Antigravity · Accepted Answer

Marginalization vs. Simple Averaging: Why It Matters for Waveform Uncertainty

The key difference is that marginalization *propagates uncertainty through your inference*, while averaging just splits the difference after the fact.

Here's the concrete problem: when you fit a waveform model to numerical relativity simulations, you get best-fit coefficients—but those coefficients have genuine uncertainty around them [AG-2025.03-858]. If you treat them as fixed and true, you're claiming your model is more accurate than it actually is. When real gravitational-wave data arrives with high signal-to-noise ratio, this overconfidence can bias your inferred astrophysical parameters significantly [AG-2024.10-417].

Simple averaging takes results from multiple models (or multiple configurations of the same model) and combines them, usually with equal weight or based on how well each model fits the data. The problem: you're mixing parameter estimates that were each computed under the *assumption* that one specific model was correct. The resulting average doesn't properly account for the fact that all models are imperfect [AG-2024.09-482].

Marginalization over model uncertainty instead treats the model's fitting coefficients as unknown variables and samples over their full probability distribution during inference [AG-2025.03-858, AG-2024.10-417]. This is done by constructing a prior on the coefficients that reflects their true uncertainty—for example, by ensuring the model stays within a predefined mismatch threshold when compared to reference numerical relativity surrogates [AG-2025.03-858]. The posterior you recover then naturally incorporates the model's limitations as part of the statistical uncertainty.

Why does this work better? Because marginalization correctly weights different configurations of the model according to how well they fit *your specific data*, rather than averaging pre-computed answers.
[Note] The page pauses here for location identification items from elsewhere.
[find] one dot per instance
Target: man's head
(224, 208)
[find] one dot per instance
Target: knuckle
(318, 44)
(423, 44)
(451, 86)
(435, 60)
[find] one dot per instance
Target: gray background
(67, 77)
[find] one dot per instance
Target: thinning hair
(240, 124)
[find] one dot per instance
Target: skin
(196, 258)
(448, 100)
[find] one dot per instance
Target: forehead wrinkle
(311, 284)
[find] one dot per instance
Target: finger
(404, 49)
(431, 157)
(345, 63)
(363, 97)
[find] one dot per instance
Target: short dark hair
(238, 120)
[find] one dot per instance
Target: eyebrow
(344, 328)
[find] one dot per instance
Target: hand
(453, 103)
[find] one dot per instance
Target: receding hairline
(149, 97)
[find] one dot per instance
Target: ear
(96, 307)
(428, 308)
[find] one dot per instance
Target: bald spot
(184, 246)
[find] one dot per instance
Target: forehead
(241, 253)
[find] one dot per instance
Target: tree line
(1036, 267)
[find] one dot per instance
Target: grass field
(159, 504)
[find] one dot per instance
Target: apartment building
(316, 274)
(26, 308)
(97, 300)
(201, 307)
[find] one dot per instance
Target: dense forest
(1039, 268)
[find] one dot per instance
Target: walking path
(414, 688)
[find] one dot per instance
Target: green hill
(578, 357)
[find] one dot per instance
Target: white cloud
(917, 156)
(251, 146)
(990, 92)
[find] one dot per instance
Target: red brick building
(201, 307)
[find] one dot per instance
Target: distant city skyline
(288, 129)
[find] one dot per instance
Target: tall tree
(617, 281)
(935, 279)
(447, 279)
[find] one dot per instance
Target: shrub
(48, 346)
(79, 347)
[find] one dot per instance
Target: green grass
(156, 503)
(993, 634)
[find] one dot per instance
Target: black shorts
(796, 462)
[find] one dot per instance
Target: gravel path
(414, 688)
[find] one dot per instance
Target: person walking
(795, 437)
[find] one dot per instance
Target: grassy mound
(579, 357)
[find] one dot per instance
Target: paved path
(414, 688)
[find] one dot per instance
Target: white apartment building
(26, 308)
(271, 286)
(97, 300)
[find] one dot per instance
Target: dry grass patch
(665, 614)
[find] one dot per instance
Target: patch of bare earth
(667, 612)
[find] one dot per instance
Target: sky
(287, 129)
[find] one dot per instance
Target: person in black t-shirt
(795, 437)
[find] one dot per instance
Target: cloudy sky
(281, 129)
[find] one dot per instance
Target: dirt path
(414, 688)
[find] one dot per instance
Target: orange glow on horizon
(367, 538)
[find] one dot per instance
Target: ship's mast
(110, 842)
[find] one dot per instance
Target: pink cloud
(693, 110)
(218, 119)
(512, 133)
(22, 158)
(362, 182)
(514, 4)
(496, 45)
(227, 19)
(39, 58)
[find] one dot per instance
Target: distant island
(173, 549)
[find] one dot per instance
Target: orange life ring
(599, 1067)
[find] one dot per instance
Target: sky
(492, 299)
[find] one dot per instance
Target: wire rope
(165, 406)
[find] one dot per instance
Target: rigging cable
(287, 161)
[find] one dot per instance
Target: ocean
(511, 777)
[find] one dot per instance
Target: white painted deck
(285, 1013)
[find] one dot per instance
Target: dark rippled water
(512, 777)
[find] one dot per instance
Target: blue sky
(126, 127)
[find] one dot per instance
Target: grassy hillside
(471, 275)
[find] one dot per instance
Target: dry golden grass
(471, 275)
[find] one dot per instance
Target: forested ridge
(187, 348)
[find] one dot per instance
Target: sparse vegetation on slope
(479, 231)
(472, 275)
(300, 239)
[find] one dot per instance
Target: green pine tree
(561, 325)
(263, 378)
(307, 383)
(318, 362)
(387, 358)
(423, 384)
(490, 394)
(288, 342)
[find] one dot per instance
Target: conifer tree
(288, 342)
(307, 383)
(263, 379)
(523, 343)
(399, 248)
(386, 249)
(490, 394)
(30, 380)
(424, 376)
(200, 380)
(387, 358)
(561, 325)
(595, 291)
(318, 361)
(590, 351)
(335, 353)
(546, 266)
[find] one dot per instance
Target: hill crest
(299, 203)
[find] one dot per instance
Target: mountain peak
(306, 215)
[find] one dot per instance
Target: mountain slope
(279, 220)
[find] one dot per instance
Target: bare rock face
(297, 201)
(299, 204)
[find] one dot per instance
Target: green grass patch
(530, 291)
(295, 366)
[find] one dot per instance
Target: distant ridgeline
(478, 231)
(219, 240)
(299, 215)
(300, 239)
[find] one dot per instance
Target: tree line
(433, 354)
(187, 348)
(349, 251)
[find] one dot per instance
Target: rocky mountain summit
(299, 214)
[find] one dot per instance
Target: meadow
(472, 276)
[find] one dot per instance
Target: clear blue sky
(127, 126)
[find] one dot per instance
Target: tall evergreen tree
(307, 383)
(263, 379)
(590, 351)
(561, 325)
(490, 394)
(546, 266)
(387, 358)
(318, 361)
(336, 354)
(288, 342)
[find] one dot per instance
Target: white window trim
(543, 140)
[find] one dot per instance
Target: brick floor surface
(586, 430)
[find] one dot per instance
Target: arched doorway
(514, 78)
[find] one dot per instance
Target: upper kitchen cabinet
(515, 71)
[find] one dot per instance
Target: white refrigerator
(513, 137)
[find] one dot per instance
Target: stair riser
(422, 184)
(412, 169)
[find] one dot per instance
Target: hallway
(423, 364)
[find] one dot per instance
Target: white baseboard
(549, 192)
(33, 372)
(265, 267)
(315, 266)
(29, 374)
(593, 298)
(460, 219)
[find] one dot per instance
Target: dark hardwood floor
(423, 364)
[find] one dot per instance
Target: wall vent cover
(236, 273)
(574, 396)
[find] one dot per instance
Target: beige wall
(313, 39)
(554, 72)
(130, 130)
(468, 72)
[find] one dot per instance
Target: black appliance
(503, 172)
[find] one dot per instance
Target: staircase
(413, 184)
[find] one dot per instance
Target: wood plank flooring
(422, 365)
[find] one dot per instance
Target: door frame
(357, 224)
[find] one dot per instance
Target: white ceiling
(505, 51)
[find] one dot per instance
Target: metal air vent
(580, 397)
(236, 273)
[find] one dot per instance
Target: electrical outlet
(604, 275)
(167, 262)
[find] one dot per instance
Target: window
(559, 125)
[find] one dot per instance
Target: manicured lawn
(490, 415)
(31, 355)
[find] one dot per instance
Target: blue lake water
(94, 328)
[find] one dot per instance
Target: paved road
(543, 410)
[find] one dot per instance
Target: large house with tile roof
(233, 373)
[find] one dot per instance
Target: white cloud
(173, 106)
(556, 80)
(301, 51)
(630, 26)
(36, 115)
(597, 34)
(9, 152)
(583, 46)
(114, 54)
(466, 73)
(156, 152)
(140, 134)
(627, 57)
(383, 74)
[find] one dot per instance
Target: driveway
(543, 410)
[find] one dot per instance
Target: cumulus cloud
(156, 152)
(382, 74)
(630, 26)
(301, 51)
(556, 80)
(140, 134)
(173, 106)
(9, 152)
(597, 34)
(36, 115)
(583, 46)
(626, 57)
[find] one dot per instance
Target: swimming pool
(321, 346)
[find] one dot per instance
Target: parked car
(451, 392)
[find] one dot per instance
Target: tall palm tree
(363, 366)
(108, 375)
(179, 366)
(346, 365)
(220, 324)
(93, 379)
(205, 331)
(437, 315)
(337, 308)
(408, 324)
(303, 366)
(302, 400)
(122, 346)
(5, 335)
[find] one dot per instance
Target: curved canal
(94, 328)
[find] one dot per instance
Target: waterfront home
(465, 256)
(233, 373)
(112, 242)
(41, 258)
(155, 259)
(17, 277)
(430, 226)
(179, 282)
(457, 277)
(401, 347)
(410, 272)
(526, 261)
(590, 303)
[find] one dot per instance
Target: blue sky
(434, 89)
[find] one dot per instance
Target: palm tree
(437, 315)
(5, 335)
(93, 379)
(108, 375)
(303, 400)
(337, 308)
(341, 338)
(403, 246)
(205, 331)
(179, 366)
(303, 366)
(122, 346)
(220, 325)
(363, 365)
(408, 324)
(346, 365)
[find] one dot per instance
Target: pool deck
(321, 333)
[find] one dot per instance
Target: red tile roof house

On high signal-to-noise events, this approach "significantly reduces biases in the recovered parameters" [AG-2024.10-417]. One team showed their method uses 30% less computational resources than model averaging while more faithfully recovering true parameters [AG-2024.09-482].

The principle extends beyond waveforms: it's also used in pulsar-timing gravitational-wave searches, where Spike and Slab priors enable proper model averaging in a single pass rather than a two-step workflow that can introduce "circular analysis" bias [AG-2024.09-163].